The thermal transfer ribbon 15 with the black ink section 21d included therein is put in use when there is a requirement for clearly exhibiting a color of black. However, it is found that a color very close to real black can be exhibited by superimposing three colors comprising yellow, magenta and cyan one above another without necessity for the black ink section 21d.

By rotating the platen 10 the paper P is reciprocably displaced at the same times as the number of colors in the above-described manner. While it is reciprocably displaced in that way, it is brought onto first and second guides 23 and 24 which are disposed in the inclined posture below the paper discharge tray 22.

Next, reciprocable movement of the paper P will be described below with reference to FIGS. 6A to 6D.

After a paper P is taken out from the paper feeding cassette 17, it is delivered to the platen 10 via the pair of rollers 18 and the first distributing guide 25 which has assumed the illustrated position and it is then partially wound about the platen 10 (see FIG. 6A).

When the platen 10 is rotated by means of a pulse motor serving as rotational power source which is per se well known and thus not shown in the drawings, the paper P is displaced at a predetermined speed. At this moment a number of heating elements (not shown) disposed on the thermal head 11 in the line-dot arrangement in the axial direction of the platen 10 are heated up in response to transmitted image information whereby ink 21 on the thermal transfer ribbon 15 is transferred onto the paper P.

After the fore end of the paper P leaves the platen 10, it is brought onto the first guide 23 extending in parallel with the paper discharge tray 22 in the area located below the latter via the second distributing guide 26 which has assumed the illustrated position (see FIG. 6B).

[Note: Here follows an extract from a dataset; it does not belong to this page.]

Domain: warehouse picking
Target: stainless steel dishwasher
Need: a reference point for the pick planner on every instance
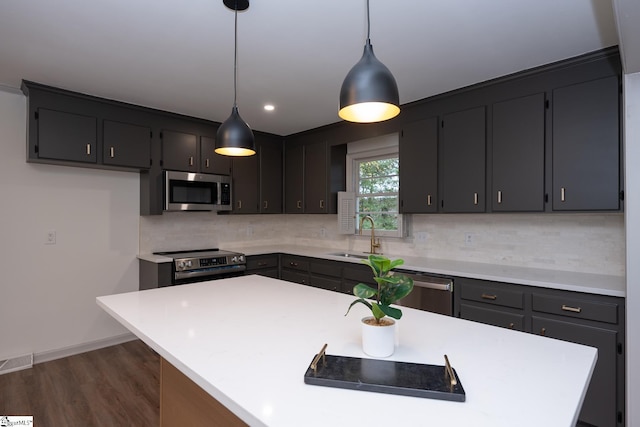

The paper P with ink 21 having a certain color transferred thereto is then displaced reversely as the platen 10 is rotated in the reverse direction, until it is brought onto the second guide 24 extending in parallel with the first guide 23 in the area located below the latter via the first distributing guide 25 which has been turned to the illustrated position in the anticlockwise direction (see FIG. 6C).

Thus, by reciprocably displacing the paper P in the above-described manner the same number of times as the number of colors, transference of plural colors is achieved.

Finally, after the desired kinds of color inks 21 are transferred onto the paper P, it is discharged onto the paper discharge tray 22 via the second distributing guide 26 which has been turned to the illustrated position in the counterclockwise direction as a pair of paper discharge rollers 27 are rotated (see FIG. 6D).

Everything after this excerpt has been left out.